Column: Harris’ comment accurate, MSU football isn’t elite
It’s not uncommon in a bitter breakup for people to say hurtful things they don’t mean.
But usually, the most painful pill to swallow is when the elephant in the room is harshly and bluntly stated as a matter of fact.
Ultimately, the truth hurts.
Grand Rapids star football recruit Drake Harris took that route in explaining his reasoning for decommitting from the MSU football program Monday night.
He wants to play for a national championship and isn’t likely to do that in East Lansing.
The reaction of Spartan fans to Harris’ comments was the expected outrage from a fan base that has often felt disrespected.
But anyone emotionally invested in the words and decisions of a high schooler they’ve never met, who believe berating a teenager online is appropriate behavior is at a level of lunacy and repugnance beyond dignifying.
Secondly, Harris happens to be correct.
It’s the blunt reality of Division I college football in the 21st century.
National championships now are reserved for two types of programs: bluebloods and cheaters.

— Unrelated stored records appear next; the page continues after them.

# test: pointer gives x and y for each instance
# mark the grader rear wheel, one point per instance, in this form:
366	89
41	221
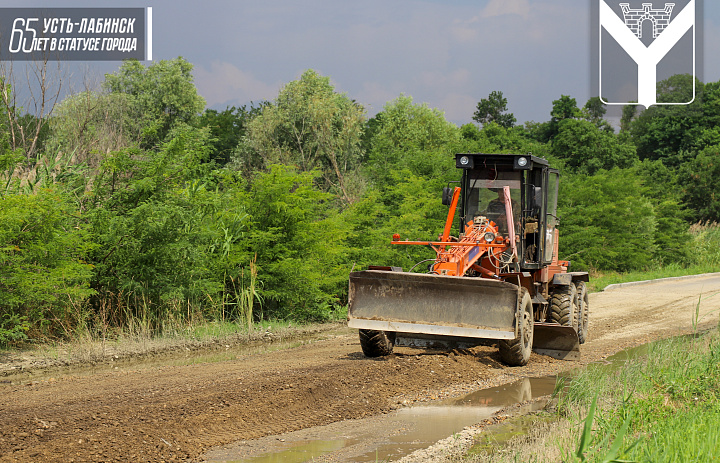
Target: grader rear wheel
563	306
583	311
376	343
516	352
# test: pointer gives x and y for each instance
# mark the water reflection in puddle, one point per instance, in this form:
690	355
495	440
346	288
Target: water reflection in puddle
400	433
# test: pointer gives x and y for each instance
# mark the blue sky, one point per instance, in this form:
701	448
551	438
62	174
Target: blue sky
447	54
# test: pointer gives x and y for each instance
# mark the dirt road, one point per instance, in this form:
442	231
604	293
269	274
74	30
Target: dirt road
178	410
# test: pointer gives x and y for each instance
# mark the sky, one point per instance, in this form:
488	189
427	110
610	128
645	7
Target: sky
447	54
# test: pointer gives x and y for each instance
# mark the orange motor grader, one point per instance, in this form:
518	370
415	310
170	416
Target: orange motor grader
500	279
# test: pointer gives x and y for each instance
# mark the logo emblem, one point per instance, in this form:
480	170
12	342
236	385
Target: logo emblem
666	25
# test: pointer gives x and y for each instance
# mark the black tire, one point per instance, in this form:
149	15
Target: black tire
583	311
516	352
376	343
563	306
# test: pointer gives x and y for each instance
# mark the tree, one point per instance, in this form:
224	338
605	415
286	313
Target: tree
588	148
26	121
89	125
595	109
492	109
311	126
163	93
628	114
411	139
227	128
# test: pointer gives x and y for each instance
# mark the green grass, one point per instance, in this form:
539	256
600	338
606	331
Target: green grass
665	407
601	280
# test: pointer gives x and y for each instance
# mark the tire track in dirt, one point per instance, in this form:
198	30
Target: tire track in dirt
172	413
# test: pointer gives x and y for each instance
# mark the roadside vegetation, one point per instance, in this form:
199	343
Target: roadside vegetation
662	407
132	208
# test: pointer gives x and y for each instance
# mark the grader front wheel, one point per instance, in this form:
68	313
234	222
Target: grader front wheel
516	352
376	343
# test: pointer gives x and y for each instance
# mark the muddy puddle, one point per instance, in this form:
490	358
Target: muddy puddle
387	437
400	433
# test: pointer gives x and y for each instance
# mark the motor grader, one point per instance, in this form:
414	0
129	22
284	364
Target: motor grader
499	280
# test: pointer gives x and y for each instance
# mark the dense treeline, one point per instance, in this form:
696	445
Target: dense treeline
137	206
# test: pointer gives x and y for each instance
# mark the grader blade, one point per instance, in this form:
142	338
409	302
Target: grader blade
432	305
557	341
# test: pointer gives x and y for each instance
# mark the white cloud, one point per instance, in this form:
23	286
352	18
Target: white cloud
503	7
224	82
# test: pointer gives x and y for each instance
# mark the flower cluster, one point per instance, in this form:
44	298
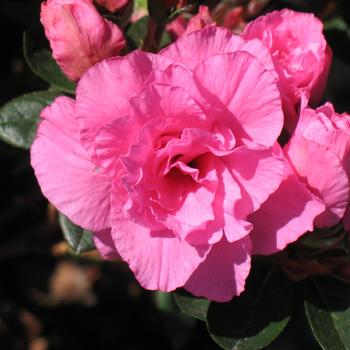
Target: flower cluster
173	160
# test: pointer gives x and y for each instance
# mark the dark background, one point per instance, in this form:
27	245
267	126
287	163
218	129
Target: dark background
51	299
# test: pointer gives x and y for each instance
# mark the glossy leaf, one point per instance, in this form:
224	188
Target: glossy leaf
137	31
192	306
79	239
327	306
255	318
19	117
41	62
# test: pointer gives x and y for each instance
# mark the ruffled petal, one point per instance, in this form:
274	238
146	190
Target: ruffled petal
65	172
222	274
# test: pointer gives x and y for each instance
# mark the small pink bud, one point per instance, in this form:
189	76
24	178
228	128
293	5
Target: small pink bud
79	37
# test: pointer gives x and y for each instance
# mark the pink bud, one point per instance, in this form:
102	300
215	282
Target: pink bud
200	20
79	37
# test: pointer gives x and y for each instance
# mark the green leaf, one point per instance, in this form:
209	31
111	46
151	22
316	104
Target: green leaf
137	31
41	62
19	117
79	239
255	318
327	306
192	306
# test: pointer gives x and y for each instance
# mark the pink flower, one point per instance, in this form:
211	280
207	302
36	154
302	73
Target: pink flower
79	37
320	154
113	5
166	156
300	55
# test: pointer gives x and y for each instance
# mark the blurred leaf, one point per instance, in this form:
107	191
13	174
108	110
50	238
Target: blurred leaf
141	4
336	23
79	239
255	318
327	306
19	117
192	306
177	326
137	31
41	62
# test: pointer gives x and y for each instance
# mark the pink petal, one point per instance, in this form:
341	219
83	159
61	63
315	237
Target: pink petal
284	217
113	141
259	172
64	170
223	273
324	173
105	91
212	41
158	259
238	93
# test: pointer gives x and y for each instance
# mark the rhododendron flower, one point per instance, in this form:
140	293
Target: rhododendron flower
200	20
113	5
300	54
166	156
320	153
79	37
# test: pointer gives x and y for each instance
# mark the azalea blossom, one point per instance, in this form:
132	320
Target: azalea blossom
167	156
300	55
320	153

MSU certainly isn’t the former and there are no indications they qualify with the latter.
It’s been more than 45 years since the Spartans legitimately contended for a national title, unless you consider an 11-1 regular season capped off by being completely outclassed and embarrassed by Alabama in 2010 as contention.
This isn’t a knock on head coach Mark Dantonio and the program he’s built in East Lansing, but rather a criticism of the current state of college football.
It’s not close to an equal playing field and it seems few within the powers that be are remotely bothered by that.
Some MSU diehards cite the work of fellow Spartan head coach Tom Izzo in building up the men’s basketball program to a national power as an example of what’s possible for the football team.
Except this doesn’t take into account the inherent differences between the two sports, one where polls and perception determine champions and another where it’s largely settled through head-to-head competition.
It’s significantly easier for one player to change a program in a sport that relies on a seven-person playing rotation than one that utilizes a playing group of up to 30 people.
Dantonio has nearly reached the ceiling of this program’s potential under the current system, and that’s something to celebrate, not bemoan.
There is no shame in playing for Big Ten titles and Rose Bowl berths, certainly not within football’s current championship format.
It was Dantonio himself, along with junior quarterback Andrew Maxwell, who spoke about the importance of re-evaluating goals before last year’s regular season finale.
Alabama, Auburn, Florida, LSU, Texas, USC, Ohio State, Miami, Oklahoma and Florida State.
Those are the past 10 programs to win national championships, sending the message loud and clear.
National championships are reserved for two types of programs: bluebloods and cheaters.
MSU is neither, and it’s not Harris’ fault for saying so.